Si una sesión de mediación dura de 60 a 90 minutos los caucus no durarán más de 30 minutos, y siempre otorgando la misma cantidad de tiempo a cada uno de ellos. Si, por ejemplo, vemos que ella necesita ese espacio y tiempo a solas con el mediador, debemos darle lo mismo a él. En ese momento de intimidad sale el dolor, sale a veces otra verdad distinta a cuando no está la otra parte delante, sale la vergüenza, la debilidad, la rabia contenida. Todas esas emociones, como explicamos en el post anterior, debemos gestionarlas, así como la información nueva y contada por sólo uno de ellos, no nos debe hacer mirar a la otra parte con prejuicios y de otra forma distinta.

En la primera sesión siempre explicamos la posibilidad de estas sesiones individuales, y ponemos énfasis en que son confidenciales. Pero si alguno de ellos nos pide que lo hablado se transmita cuando volvamos a estar todos juntos, esa confidencialidad es flexible.

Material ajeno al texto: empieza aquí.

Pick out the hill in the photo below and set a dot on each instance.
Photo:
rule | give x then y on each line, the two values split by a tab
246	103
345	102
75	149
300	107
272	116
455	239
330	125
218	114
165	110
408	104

La semana pasada uno de vosotros me preguntaba si la mediación era eficaz para casos entre padres e hijos, y aparte de agradecer la invitación al diálogo y a querer saber más, he de decir que siempre que se tenga la voluntad y la buena fe de sentarse a hablar, ya se gana mucho. A mediación no sólo se acude para llegar a un acuerdo tras una ruptura, la vida en familia, sobre todo cuando hay adolescentes o personas mayores que requieren una organización para su cuidado, nos hace ver la necesidad de conciliar posturas que favorezcan la convivencia. Por ejemplo, con adolescentes se puede acudir a la mediación intergeneracional y llegar a acuerdos sobre las horas de salida, el tiempo que se empleará y las condiciones en el uso del móvil, de las redes sociales y todas las situaciones susceptibles de acabar en conflicto. Y es eficaz no sólo por eso, sino porque también estos se sienten escuchados, valiosos porque su opinión es importante y alcanzan madurez y responsabilidad porque han participado en los acuerdos.

De todas formas corresponde al mediador estudiar cada caso y derivarlo a mediación o a terapia. Nos detendremos en este punto otro día. Por hoy es suficiente.
La mejor noticia de la semana.
Todos hemos visto el barómetro del 2014 sobre los hábitos de lectura de los españoles que ha presentado el CIS …y como en mediación intentamos siempre tirar de psicología positiva y ver el vaso medio lleno mi buena noticia de la semana es ese 30 % de españoles que leemos todos o casi todos los días de la semana. Podía ser peor.

Por eso hoy sugiero al resto que ponía como excusa la falta de tiempo este libro corto, pero tierno y delicioso.

Un abrazo a todos.

Tardes
Tardes con Margueritte
Marie – Sabine Roger

Una tierna historia que nos puede servir como ejemplo para el entendimiento entre distintas generaciones, gracias al placer de los libros.